Wondering if this is causing a loss of precision regarding timestamps as well?
Ran a local test and noticed the millisecond precision was dropped. Might not be related, and is very probable I've missed something.

Tested via the following command:
./telegraf --config jsonfile.conf --test

jsonfile.conf:

# Reload and gather from file[s] on telegraf's interval.
[[inputs.file]]
  files = ["output.json"]

  data_format = "json"
  json_strict = true
  tag_keys = ["Path", "TimeStamp"]
  json_name_key = "Path"
  json_time_key = "TimeStamp"
  json_time_format = "unix_ms"

output.json:

[
    {
        "TimeStamp": "1590009582002",
        "Path": "processor_time",
        "Value": 10.656527371660751
    },
    {
        "TimeStamp": "1590009582002",
        "Path": "memory_committed_bytes",
        "Value": 79.157851910953838
    }
]

Results (truncated slightly to highlight the timestamp value):

Starting Telegraf 
> processor_time,Value=10.65652737166075 1590009582000000000
> memory_committed_bytes,Value=79.15785191095384 1590009582000000000

The timestamp that was expected: 1590009582002000000

atxviking on 21 May 2020

That is probably rounded due to the agent precision setting:

[agent]
  precision = "1s"

danielnelson on 21 May 2020

BTW, you can check if that is the case by setting `precision = "1ms" in the agent. This takes effect across all of Telegraf but I'm planning to make it configurable per plugin in 1.15.
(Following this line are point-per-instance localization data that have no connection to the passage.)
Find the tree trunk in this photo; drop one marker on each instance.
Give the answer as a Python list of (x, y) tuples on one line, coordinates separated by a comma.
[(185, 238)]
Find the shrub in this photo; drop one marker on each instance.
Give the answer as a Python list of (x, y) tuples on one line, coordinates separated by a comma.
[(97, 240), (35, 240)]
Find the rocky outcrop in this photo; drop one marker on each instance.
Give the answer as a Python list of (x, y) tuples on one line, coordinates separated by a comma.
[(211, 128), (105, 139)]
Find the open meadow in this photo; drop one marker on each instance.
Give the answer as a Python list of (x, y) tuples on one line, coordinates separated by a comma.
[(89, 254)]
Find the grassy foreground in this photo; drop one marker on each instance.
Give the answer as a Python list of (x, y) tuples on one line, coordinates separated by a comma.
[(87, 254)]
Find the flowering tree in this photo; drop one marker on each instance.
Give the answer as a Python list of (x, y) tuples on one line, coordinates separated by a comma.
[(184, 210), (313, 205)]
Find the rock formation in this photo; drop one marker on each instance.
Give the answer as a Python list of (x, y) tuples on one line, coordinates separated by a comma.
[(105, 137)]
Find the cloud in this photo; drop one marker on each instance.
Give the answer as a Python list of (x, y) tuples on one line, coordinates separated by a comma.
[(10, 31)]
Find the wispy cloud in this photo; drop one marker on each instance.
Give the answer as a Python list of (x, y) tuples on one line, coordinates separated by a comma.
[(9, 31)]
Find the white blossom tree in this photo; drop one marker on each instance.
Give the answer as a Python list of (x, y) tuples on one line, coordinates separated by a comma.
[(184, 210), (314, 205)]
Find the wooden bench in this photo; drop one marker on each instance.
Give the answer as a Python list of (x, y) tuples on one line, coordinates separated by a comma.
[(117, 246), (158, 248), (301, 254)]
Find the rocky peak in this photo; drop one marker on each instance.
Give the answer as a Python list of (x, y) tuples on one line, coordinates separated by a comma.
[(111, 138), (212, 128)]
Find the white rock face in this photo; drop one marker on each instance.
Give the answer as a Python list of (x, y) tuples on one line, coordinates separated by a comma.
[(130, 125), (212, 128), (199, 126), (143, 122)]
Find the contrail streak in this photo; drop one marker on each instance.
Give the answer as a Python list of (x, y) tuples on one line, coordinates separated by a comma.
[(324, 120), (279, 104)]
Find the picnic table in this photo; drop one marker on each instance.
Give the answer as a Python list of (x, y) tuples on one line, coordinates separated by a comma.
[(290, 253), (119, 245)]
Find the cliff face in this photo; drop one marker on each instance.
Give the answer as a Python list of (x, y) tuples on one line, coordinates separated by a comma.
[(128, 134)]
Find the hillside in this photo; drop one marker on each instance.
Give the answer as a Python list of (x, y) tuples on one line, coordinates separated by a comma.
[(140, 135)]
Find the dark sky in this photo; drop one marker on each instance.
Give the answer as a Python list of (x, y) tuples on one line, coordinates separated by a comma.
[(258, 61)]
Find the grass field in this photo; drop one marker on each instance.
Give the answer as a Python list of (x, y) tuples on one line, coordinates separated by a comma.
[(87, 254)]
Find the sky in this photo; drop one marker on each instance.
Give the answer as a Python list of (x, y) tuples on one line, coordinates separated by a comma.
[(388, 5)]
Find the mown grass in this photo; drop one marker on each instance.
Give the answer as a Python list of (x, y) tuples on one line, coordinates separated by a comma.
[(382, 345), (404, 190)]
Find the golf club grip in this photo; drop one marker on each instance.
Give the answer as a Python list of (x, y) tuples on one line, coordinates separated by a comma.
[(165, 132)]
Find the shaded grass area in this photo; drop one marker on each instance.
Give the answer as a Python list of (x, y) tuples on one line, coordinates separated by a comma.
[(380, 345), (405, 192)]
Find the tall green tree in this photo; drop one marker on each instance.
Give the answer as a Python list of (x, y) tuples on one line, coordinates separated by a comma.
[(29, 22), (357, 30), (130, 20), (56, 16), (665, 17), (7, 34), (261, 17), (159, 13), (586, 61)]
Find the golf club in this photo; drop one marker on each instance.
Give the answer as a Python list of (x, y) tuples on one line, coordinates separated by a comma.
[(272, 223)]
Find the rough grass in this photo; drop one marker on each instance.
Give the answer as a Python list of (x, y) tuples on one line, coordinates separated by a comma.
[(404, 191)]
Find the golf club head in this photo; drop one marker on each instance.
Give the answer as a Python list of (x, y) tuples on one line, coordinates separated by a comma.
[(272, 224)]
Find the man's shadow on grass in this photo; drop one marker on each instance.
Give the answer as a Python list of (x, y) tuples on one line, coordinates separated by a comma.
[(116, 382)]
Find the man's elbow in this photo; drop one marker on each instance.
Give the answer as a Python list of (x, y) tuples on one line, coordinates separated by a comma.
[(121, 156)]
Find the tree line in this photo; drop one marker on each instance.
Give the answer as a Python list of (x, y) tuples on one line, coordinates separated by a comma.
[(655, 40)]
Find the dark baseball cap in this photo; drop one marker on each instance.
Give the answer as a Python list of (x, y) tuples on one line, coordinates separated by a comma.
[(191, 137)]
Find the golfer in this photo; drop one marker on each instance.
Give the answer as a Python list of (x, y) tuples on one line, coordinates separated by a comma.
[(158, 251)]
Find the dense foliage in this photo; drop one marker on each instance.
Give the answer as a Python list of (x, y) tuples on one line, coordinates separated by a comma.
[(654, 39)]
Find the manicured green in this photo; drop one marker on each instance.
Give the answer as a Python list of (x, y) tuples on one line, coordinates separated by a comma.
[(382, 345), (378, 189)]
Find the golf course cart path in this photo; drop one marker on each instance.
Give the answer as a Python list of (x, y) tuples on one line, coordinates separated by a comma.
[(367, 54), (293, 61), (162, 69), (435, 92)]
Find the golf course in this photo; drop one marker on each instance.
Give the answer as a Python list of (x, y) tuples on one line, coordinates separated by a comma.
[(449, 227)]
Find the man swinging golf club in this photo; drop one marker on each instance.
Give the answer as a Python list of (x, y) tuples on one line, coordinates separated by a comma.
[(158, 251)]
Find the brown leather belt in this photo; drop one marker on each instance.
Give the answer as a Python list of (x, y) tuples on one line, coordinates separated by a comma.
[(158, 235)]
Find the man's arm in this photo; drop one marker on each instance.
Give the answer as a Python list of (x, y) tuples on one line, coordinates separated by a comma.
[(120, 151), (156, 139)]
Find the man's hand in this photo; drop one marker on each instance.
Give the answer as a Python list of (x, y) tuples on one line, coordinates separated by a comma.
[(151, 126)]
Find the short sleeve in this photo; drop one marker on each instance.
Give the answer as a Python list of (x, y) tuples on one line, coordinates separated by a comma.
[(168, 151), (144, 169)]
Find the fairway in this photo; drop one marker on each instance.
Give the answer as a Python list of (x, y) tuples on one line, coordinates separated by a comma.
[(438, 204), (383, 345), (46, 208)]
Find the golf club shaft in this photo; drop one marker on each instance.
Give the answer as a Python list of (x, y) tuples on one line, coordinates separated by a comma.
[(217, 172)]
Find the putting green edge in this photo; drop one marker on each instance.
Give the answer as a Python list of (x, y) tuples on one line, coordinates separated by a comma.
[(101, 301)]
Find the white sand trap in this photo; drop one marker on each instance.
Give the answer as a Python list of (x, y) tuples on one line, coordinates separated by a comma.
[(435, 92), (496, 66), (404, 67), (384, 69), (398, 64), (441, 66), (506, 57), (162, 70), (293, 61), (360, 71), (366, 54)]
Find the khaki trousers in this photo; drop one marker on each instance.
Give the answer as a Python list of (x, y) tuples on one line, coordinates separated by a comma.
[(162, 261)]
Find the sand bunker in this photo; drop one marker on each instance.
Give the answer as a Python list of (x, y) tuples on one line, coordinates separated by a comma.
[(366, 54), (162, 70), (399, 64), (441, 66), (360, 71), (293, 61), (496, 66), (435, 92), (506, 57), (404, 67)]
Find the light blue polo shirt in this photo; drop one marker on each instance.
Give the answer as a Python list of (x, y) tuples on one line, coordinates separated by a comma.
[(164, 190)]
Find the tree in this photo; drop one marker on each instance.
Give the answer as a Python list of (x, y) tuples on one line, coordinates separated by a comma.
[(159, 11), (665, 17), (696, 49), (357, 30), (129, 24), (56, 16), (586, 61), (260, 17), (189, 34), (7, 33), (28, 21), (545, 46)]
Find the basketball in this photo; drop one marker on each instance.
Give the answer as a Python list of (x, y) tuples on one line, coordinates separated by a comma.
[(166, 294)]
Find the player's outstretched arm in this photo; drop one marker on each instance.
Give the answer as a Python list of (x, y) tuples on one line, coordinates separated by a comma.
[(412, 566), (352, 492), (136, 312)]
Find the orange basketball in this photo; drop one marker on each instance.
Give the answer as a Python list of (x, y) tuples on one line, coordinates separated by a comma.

danielnelson on 21 May 2020

That was the issue, aka my fault. Thanks for the quick response, and that would be a really nice addition to 1.15

atxviking on 21 May 2020

@danielnelson is there any fix for this on the horizon? Alternatively can you recommend a workaround or a strategy that I could pursue for implementing a fix in a fork? I'm happy to work on the implementation, particularly if the direction has some endorsement and potential to make it's way back into the main line.

nathanpegram on 2 Oct 2020

@nathanpegram Could you try seeing if setting your "DEVICEID" as a json_string_fields doesn't lose the precision? Then converting it to a tag if is reported out as a field.

The problem looks to be that it's being converted to a float64 and losing precision. As long as you skip the float step, this shouldn't be a problem. json -> int64 -> string or json -> string, just _not_ json -> float64 -> string

A valuable bug fix would possibly be around int64 and possibly adding a json_int64_fields = []. There might be further work we could do with the JSON parser for tags.

@reimda @ssoroka